Et c’est aux Etats-Unis, pays toujours considéré comme le plus puissant du globe, que l’évolution de la législation demeure la plus préoccupante. A la mi-avril, le Sénat de l’Etat de l’Iowa a ainsi présenté un projet de loi conçu pour démanteler de nombreuses restrictions en vigueur au travail des enfants, en élargissant les types d’emploi que les mineurs peuvent légalement occuper ou en autorisant le travail de nuit. Selon l’Economic Policy Institute (EPI), un centre de réflexion basé à Washington, pas moins de dix Etats ont examiné des projets de loi visant à assouplir les restrictions sur le travail des enfants ces deux dernières années.
Une politique défendue au plus haut niveau des autorités locales, à l’instar de la gouverneure de l’Iowa Kim Reynolds, laquelle déclarait publiquement début avril que le projet de loi en question constituait une « bonne expérience » : « Les enfants apprennent beaucoup de choses, et s’ils ont le temps de le faire et qu’ils veulent gagner un peu plus d’argent, je ne pense pas qu’on devrait les en dissuader » (sic). Consternées, les organisations syndicales avaient pourtant tenté de dissuader en amont le Sénat d’aller au bout de sa démarche : « Ici, dans l’Iowa, les enfants ont vu des écoles fermer et des programmes scolaires supprimés par manque de financement public, et maintenant on veut les pousser au travail et leur faire supporter la crise provoquée par le manque de main-d’œuvre », alertait, par exemple, Jen Pellant, présidente de la Western Iowa Labor Federation, dans une tribune publiée le 2 mars dernier.
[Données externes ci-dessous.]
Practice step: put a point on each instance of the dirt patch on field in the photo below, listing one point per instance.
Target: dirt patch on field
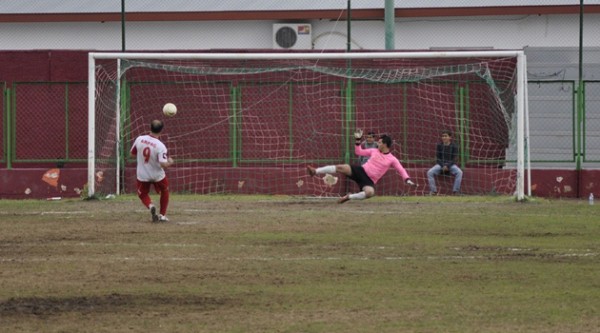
(48, 306)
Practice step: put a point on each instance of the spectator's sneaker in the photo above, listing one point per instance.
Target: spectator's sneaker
(344, 198)
(153, 213)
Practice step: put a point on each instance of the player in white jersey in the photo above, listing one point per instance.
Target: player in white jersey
(152, 159)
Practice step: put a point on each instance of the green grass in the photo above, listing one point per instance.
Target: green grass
(281, 264)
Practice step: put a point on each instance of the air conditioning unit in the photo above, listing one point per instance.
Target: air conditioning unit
(292, 36)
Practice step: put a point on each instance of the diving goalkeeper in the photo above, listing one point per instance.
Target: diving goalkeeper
(367, 175)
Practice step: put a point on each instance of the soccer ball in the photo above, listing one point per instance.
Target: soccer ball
(169, 109)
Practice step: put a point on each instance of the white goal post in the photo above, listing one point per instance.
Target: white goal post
(372, 86)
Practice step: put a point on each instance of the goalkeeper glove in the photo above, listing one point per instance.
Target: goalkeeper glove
(410, 183)
(358, 134)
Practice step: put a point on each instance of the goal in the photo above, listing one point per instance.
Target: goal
(249, 123)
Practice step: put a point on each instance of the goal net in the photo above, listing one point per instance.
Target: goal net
(251, 123)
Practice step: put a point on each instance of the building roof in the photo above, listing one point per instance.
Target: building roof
(181, 10)
(114, 6)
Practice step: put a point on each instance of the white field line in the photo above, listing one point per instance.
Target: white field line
(297, 259)
(566, 253)
(347, 209)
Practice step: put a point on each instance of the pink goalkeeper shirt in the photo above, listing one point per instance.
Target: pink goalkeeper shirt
(379, 163)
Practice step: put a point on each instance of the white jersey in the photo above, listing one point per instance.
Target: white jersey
(150, 152)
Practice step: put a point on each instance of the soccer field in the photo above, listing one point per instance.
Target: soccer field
(288, 264)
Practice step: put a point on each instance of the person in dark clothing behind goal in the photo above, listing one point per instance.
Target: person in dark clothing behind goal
(446, 154)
Sans noter – pour l’instant – de modification notable de la législation en vigueur, le Canada, l’Australie ou l’Italie observent eux-aussi ce même retour au travail des plus jeunes. Selon l’ONG Save the Children Italia, au moins un enfant de moins de 16 ans sur quinze travaille ou a été mis à contribution de manière sporadique, principalement dans le secteur agricole ou le conditionnement de produits alimentaires. Au Canada, c’est la province du Québec qui tourmente particulièrement les organisations de défense de l’enfance, puisqu’un tiers des 12-16 ans occupent actuellement un emploi à temps partiel, avec un taux de chômage qui frise les 2 % dans certains secteurs.
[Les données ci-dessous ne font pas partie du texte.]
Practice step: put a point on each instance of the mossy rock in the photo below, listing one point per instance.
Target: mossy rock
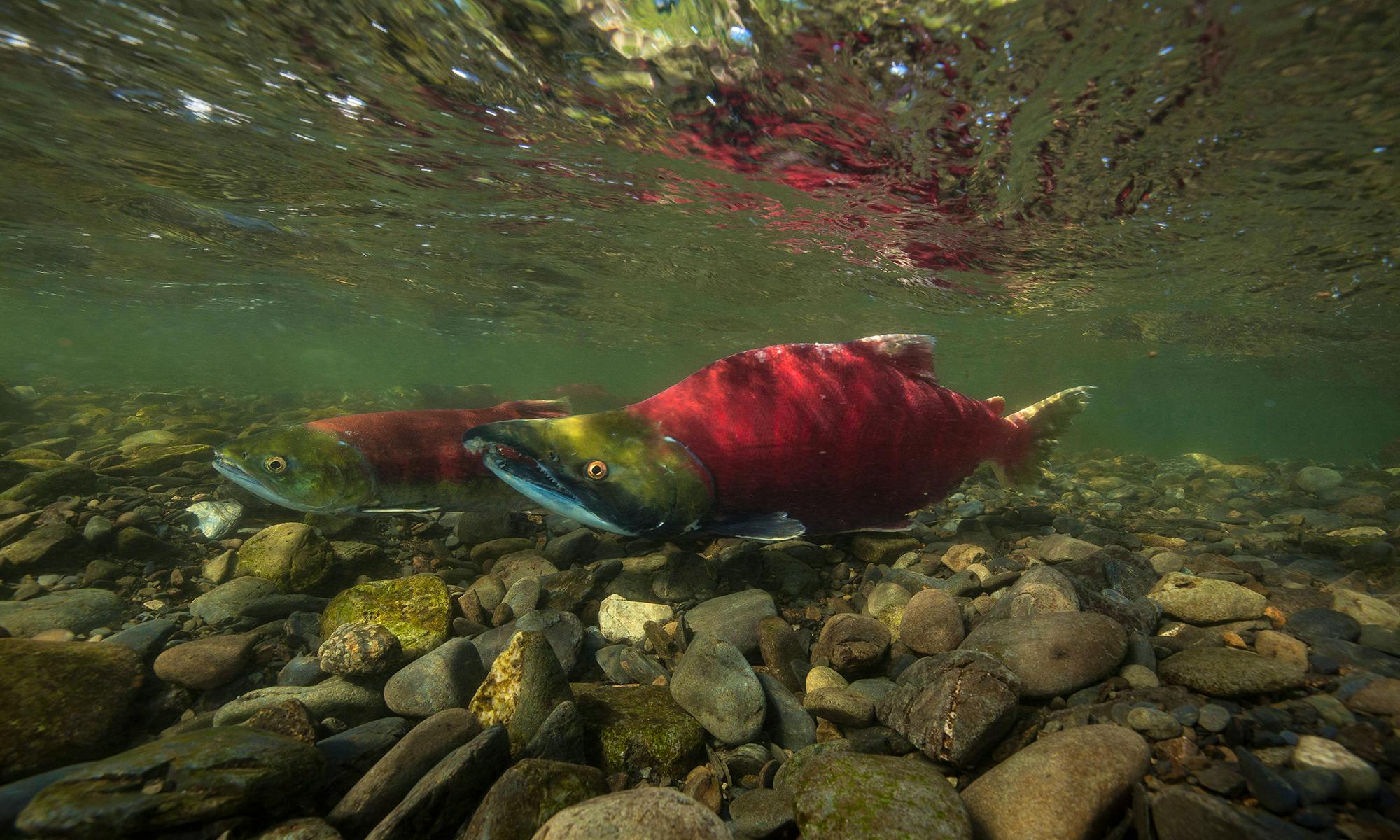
(64, 702)
(416, 610)
(863, 796)
(632, 729)
(528, 794)
(198, 778)
(290, 555)
(43, 488)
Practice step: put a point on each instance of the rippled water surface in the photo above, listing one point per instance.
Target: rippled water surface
(1191, 205)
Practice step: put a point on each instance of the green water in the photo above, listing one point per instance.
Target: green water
(278, 198)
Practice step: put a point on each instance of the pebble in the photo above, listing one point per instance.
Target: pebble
(933, 624)
(359, 649)
(1269, 786)
(1054, 654)
(1227, 673)
(227, 601)
(1359, 779)
(208, 663)
(852, 642)
(718, 687)
(440, 803)
(841, 706)
(522, 690)
(1206, 601)
(733, 618)
(444, 678)
(192, 779)
(954, 706)
(1140, 677)
(625, 621)
(78, 611)
(386, 785)
(657, 814)
(1062, 786)
(337, 698)
(1315, 624)
(1154, 724)
(530, 794)
(788, 722)
(639, 730)
(290, 555)
(416, 610)
(762, 813)
(846, 796)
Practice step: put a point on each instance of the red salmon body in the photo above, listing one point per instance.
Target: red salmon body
(836, 436)
(426, 446)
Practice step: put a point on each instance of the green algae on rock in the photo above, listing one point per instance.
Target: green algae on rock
(639, 729)
(290, 555)
(416, 610)
(523, 687)
(64, 702)
(863, 796)
(195, 778)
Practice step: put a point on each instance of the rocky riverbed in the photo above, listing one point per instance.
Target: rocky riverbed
(1177, 649)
Sans surprise, la crise sanitaire a également provoqué d’inquiétants reculs, autant dans les catégories les plus pauvres des pays riches que dans les pays en voie de développement. Toujours selon l’OIT, près de 9 millions d’enfants dans le monde ont été poussés à travailler ou à reprendre le travail en 2022 avec la fermeture des écoles et l’explosion de la pauvreté liée à la chute de l’économie informelle.